For what it's worth, when we developed our system we looked at luajit and decided against it in part because it was
difficult to provide protections. Luajit, and its ffi, can generate direct calls to functions in the host environment --- we would
not be able to mediate the call, check the parameters, etc, etc. We found that standard PUC-RIO Lua was quite fast enough
for our applications (digital signal processing) and had ways for us to get in and develop the protections needed for our target
On 03/18/17, Anon ym wrote:
I'm currently adding lua (5.1/luajit) to a game (the stock modding system they provide is really crappy).
Now I don't want any modders to mess peoples PC's up, that's why I decided it needs a sandbox (also, hosting providers wouldn't accept it otherwise).
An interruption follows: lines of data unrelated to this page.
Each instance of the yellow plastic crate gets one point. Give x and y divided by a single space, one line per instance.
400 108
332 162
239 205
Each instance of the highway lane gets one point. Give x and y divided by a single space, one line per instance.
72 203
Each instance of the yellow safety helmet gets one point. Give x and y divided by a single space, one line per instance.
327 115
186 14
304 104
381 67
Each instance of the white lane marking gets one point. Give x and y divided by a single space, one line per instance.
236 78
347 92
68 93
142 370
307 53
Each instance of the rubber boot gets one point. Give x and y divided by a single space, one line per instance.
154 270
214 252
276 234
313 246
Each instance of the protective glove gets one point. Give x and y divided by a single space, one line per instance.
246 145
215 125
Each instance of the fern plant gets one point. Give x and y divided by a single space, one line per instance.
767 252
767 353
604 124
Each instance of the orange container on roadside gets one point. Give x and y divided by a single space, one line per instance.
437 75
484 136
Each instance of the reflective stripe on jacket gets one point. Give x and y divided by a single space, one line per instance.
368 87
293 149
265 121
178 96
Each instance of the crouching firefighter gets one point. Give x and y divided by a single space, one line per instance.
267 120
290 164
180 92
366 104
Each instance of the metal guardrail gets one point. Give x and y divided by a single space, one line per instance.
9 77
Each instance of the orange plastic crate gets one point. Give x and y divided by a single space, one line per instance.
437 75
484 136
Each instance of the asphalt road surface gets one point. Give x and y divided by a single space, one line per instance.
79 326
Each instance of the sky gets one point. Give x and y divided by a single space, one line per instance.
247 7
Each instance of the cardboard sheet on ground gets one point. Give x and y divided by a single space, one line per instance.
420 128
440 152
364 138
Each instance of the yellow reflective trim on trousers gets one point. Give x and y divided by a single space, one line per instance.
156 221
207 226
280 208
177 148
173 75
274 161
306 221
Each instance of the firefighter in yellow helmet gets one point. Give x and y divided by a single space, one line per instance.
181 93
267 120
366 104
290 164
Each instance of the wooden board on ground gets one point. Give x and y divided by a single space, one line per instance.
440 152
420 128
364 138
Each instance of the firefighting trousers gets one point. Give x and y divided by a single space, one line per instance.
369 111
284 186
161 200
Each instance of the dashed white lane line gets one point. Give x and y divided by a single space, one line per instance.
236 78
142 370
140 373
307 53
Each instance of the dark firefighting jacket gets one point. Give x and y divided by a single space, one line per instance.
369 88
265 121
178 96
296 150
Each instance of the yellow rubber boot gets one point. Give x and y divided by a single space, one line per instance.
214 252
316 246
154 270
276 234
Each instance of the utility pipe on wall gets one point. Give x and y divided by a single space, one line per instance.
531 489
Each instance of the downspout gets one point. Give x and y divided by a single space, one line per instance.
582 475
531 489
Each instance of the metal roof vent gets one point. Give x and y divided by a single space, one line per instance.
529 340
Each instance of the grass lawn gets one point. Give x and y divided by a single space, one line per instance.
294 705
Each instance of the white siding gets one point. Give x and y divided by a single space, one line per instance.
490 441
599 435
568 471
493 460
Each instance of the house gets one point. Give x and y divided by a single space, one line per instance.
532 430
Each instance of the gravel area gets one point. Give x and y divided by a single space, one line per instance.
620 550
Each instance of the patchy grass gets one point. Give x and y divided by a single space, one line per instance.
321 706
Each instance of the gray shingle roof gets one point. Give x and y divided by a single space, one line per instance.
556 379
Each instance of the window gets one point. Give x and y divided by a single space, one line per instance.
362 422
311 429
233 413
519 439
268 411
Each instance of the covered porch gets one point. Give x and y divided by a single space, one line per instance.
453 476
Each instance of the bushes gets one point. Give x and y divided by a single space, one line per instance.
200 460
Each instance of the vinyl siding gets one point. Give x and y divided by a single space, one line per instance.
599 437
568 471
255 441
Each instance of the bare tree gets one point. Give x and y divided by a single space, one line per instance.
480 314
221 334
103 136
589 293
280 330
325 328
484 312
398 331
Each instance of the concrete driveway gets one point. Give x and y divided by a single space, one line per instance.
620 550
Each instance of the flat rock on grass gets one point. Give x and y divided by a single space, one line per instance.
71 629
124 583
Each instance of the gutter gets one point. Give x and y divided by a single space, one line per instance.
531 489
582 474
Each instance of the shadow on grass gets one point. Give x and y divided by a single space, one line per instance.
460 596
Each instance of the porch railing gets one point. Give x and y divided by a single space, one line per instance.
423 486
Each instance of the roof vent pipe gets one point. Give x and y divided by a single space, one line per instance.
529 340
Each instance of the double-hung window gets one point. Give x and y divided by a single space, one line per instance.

So I patched one together from bits and pieces I found while doing research and extended it with my own ideas.
The problem is, sandboxing has many pitfalls, and I'm really new to lua. So I would really appreciate if anyone could take a look at my code and tell me if there is anything wrong with it. Don't want to waste anyones time but I figured this is the place to ask.
My goals were:
- Lock user to a specific directory and allow I/O on everything in it
- Prevent program execution, except lua scripts in user dir
- Prevent access to parent environment
I don't care about crashes.
I decided to link the code instead of pasting it, because the message would be really long otherwise.